Healthcare providers are now motivated to exchange more health data due to the recent CMS Promoting Interoperability program. That’s not all! CMS is also going to be granting incentives to accountable care organizations (ACOs) who will show savings through activities which support care coordination.
According to the Pew researchers, healthcare systems like hospitals and clinicians eligible for these programs need to exchange information with others so that all of the parties have the latest patient data from other various institutions.
The hospital officials stated that it is quite challenging to measure the match rates, resulting in their efforts being ineffective to examine and improve the patient identification rates.

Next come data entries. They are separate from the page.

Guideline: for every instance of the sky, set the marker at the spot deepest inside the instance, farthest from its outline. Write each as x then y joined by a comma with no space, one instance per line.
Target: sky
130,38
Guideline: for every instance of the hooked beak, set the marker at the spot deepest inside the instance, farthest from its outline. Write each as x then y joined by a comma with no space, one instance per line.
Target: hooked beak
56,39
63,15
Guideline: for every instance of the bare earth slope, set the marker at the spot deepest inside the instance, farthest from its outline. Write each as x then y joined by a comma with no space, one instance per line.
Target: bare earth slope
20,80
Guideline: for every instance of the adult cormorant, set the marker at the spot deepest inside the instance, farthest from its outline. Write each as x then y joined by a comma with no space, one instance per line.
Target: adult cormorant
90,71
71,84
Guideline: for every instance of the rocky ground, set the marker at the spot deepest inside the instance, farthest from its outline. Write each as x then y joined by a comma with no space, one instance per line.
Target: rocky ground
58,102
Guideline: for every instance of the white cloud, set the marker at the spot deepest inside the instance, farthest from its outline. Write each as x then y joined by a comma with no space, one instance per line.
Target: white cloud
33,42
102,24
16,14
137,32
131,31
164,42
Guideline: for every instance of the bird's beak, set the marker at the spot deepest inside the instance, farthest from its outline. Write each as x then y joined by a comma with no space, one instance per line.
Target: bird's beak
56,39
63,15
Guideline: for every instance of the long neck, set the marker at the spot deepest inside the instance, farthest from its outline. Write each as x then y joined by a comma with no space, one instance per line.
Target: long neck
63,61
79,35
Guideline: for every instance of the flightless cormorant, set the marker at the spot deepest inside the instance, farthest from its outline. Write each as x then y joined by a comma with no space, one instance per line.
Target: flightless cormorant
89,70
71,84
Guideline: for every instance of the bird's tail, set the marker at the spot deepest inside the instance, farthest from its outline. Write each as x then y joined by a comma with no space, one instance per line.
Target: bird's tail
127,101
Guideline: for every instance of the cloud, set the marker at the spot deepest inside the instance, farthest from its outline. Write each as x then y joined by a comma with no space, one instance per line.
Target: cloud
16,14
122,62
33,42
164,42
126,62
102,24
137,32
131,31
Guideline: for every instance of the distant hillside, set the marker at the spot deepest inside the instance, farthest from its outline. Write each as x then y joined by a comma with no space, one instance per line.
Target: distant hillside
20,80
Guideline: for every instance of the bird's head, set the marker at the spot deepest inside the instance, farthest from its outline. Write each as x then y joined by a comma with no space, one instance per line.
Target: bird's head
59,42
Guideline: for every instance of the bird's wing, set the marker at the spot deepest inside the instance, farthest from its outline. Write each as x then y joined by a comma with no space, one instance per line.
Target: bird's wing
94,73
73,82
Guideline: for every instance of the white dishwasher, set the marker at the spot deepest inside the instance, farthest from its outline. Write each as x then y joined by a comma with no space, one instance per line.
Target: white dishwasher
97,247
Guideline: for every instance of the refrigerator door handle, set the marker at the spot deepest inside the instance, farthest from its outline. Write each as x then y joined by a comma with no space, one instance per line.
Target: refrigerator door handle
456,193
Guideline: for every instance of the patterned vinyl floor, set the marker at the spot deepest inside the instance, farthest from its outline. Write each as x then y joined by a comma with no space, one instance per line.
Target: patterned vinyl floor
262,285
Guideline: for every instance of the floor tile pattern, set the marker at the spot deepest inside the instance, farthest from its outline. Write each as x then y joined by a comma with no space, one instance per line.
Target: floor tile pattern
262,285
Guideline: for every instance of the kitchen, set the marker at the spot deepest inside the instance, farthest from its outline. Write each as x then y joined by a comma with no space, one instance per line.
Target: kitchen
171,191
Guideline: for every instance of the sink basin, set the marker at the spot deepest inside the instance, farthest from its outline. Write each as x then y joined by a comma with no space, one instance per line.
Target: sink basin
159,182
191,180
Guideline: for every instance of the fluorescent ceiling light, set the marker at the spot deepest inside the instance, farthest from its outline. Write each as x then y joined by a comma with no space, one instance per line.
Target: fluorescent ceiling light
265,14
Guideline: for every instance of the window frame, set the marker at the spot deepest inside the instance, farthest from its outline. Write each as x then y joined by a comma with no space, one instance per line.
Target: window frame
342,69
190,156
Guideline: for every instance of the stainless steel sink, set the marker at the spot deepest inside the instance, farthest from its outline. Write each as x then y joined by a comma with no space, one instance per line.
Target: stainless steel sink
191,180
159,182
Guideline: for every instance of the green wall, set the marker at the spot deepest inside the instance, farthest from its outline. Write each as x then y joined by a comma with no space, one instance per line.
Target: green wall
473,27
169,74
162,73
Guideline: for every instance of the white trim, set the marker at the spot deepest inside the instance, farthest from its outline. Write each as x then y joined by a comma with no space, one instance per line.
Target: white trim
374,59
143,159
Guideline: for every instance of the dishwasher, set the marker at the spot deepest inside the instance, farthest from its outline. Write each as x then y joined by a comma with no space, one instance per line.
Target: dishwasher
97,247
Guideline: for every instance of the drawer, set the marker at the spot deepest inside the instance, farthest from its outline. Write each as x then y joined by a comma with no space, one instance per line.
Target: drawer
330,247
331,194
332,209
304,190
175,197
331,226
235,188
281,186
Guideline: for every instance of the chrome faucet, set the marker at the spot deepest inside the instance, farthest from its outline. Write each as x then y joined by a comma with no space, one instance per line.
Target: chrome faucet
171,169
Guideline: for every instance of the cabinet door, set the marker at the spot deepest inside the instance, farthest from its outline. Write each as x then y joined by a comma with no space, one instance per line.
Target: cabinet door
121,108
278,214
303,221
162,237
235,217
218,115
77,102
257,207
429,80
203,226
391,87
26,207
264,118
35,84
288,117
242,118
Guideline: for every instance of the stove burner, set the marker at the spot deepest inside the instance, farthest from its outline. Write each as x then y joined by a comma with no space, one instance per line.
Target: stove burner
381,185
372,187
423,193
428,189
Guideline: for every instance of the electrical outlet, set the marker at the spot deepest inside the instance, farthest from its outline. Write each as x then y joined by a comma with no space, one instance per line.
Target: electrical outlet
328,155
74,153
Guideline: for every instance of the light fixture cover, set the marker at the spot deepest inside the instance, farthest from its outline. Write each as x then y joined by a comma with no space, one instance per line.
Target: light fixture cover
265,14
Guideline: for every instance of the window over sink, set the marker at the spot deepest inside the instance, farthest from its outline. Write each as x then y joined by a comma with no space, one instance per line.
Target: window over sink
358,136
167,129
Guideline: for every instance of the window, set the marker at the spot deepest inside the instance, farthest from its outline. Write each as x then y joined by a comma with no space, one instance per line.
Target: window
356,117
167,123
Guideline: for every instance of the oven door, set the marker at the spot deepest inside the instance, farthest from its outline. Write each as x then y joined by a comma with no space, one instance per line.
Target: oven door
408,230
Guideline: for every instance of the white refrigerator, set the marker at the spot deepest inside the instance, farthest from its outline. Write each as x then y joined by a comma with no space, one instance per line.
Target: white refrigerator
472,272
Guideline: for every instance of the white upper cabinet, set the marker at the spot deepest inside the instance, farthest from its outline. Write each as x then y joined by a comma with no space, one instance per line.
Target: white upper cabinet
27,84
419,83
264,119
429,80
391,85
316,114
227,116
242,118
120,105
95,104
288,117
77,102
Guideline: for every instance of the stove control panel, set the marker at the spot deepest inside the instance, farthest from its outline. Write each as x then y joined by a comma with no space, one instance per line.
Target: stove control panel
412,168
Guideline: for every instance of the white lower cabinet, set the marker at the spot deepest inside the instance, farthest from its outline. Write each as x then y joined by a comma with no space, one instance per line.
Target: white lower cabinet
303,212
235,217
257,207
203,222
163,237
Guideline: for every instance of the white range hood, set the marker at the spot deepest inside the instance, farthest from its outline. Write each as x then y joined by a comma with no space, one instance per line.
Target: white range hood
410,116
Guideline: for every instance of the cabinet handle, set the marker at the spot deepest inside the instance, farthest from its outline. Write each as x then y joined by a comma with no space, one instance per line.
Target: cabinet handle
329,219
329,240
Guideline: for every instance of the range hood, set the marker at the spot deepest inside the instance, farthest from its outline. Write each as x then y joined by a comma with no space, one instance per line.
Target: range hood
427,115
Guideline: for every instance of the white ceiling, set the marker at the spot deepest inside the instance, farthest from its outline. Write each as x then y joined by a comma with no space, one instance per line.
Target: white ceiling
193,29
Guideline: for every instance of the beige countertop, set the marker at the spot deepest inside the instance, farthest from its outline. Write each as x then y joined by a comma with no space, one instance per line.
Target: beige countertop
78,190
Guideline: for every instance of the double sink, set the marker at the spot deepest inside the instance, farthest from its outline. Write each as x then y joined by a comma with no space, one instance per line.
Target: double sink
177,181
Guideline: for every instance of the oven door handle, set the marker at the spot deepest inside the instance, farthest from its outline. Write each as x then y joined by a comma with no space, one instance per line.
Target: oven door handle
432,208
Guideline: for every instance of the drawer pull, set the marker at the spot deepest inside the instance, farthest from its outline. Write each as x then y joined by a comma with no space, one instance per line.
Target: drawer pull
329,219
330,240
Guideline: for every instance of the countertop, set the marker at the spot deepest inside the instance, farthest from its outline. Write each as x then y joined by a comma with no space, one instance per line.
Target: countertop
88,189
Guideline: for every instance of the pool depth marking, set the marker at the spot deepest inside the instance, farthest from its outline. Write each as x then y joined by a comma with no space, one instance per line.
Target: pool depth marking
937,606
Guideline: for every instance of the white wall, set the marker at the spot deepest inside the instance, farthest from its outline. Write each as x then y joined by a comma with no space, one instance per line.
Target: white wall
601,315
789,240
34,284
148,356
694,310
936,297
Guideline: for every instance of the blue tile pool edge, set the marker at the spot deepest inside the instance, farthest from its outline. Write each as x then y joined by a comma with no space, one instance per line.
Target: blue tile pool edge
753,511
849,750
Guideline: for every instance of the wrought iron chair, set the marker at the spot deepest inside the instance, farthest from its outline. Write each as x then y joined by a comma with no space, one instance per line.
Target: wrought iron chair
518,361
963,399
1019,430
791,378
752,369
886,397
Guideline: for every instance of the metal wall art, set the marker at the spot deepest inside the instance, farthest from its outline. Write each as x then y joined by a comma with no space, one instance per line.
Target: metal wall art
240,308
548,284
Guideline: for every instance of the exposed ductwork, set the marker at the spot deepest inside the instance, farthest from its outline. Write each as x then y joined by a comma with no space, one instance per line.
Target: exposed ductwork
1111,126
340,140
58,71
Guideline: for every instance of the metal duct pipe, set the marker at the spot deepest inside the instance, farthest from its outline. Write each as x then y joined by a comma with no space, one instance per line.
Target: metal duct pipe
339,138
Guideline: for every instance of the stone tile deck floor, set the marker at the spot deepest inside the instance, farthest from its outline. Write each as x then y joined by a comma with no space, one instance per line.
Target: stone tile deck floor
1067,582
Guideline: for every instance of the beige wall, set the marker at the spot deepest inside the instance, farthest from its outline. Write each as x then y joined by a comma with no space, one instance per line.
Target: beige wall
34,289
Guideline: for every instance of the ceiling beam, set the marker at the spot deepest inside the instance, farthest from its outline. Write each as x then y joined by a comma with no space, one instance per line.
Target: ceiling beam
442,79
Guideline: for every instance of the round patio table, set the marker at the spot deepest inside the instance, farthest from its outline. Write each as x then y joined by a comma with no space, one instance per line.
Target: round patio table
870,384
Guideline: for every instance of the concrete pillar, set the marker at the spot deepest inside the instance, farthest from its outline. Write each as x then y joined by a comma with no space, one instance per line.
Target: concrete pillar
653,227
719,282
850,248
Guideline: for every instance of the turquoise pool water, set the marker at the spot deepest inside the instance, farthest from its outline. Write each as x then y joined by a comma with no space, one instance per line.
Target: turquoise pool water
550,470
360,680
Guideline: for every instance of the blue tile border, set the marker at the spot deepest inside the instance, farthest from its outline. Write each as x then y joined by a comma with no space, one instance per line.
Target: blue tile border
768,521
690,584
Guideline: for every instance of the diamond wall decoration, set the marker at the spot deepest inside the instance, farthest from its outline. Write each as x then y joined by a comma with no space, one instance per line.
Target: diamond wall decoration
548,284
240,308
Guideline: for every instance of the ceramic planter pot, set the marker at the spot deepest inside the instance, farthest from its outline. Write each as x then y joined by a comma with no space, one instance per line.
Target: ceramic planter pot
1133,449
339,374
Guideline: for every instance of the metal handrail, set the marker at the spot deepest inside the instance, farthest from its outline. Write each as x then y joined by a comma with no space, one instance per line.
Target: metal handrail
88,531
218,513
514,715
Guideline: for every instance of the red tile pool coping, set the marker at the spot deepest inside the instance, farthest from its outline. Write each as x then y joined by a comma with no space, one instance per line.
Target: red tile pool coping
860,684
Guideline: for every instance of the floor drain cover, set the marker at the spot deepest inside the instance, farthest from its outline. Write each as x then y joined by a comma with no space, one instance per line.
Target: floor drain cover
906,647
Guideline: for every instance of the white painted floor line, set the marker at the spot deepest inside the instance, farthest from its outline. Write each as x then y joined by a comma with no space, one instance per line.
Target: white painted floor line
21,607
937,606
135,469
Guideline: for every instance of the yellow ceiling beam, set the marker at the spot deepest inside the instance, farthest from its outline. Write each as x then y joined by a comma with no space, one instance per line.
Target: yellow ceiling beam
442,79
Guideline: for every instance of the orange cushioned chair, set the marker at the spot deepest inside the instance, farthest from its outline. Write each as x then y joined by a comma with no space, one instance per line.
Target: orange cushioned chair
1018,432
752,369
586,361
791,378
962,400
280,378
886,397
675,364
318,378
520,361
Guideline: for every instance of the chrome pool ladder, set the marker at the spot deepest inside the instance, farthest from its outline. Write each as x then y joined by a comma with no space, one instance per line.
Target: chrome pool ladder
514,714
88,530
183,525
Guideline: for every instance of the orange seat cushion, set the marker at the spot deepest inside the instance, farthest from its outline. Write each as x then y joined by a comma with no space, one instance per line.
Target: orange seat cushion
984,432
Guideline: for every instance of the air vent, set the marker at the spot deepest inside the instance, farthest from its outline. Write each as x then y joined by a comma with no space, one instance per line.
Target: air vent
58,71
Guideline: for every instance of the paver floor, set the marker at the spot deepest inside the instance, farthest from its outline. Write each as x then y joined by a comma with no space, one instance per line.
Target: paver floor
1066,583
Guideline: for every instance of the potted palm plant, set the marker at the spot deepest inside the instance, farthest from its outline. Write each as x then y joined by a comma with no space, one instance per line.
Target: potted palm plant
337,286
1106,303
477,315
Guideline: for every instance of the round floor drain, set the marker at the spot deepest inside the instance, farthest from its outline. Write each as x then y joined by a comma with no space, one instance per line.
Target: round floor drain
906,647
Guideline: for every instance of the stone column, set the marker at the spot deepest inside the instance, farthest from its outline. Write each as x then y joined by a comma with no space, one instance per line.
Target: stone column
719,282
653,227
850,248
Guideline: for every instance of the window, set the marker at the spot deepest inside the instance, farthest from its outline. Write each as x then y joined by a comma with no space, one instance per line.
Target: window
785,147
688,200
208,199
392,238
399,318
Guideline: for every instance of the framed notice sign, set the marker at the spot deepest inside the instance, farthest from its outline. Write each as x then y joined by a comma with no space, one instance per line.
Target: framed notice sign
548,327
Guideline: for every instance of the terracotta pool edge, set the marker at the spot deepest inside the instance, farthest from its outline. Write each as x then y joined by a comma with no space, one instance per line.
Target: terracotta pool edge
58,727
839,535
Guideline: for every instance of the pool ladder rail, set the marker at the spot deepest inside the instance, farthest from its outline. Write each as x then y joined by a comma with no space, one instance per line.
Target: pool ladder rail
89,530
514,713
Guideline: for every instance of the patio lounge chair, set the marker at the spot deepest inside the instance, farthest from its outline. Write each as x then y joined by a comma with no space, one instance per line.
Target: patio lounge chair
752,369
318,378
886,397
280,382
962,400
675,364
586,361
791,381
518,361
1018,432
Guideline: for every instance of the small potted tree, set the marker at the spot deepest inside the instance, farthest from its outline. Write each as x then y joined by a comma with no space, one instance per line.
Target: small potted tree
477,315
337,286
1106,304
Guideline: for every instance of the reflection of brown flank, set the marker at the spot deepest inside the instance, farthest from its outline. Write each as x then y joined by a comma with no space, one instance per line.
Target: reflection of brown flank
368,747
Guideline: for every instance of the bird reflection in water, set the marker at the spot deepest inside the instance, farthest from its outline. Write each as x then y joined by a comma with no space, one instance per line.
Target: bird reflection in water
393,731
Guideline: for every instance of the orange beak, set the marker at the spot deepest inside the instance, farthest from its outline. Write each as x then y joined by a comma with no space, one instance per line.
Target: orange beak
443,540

They also had difficulty providing a number when asked for the identification rates within their organizations. This was because many hospitals only keep a record of the duplicates identified through EHRs, whereas others do not know which files are relevant and which are unlinked. Thus, without knowing the actual number of correct matches, these healthcare systems cannot determine their match rates. Therefore, only the amount of misidentifications was provided by them, thus summarizing the research.
It was also identified that healthcare systems could easily match patient identities when asked by organizations they are in constant contact with. Both automated and manual processes are utilized to link records to the correct individual.
However, whenever it is an organization with whom the healthcare system is not in contact with regularly, match rates are inclined to be lower. This is because these unsolicited requests introduce more blockades because the healthcare system may not have a record of that individual, and the healthcare system uses automated processes for such applications. On top of that, the research also showed that urban areas require better identification rates compared to rural areas as not much-sharing activities take place in the latter.
Some healthcare executives also think that improved patient identification matching requires significant costs. However, many believe that biometric patient identification is the solution to improve matching rates and is worth the cost. Some hospitals are even utilizing iris scanning solutions like RightPatient to identify all their patients and pull their relevant data from their EHRs and show a significant change. They report that it is fast, accurate and improves the overall patient experience as well as speeding up the whole process and saving valuable time of the physicians so that they can concentrate on more critical tasks such as the patients themselves.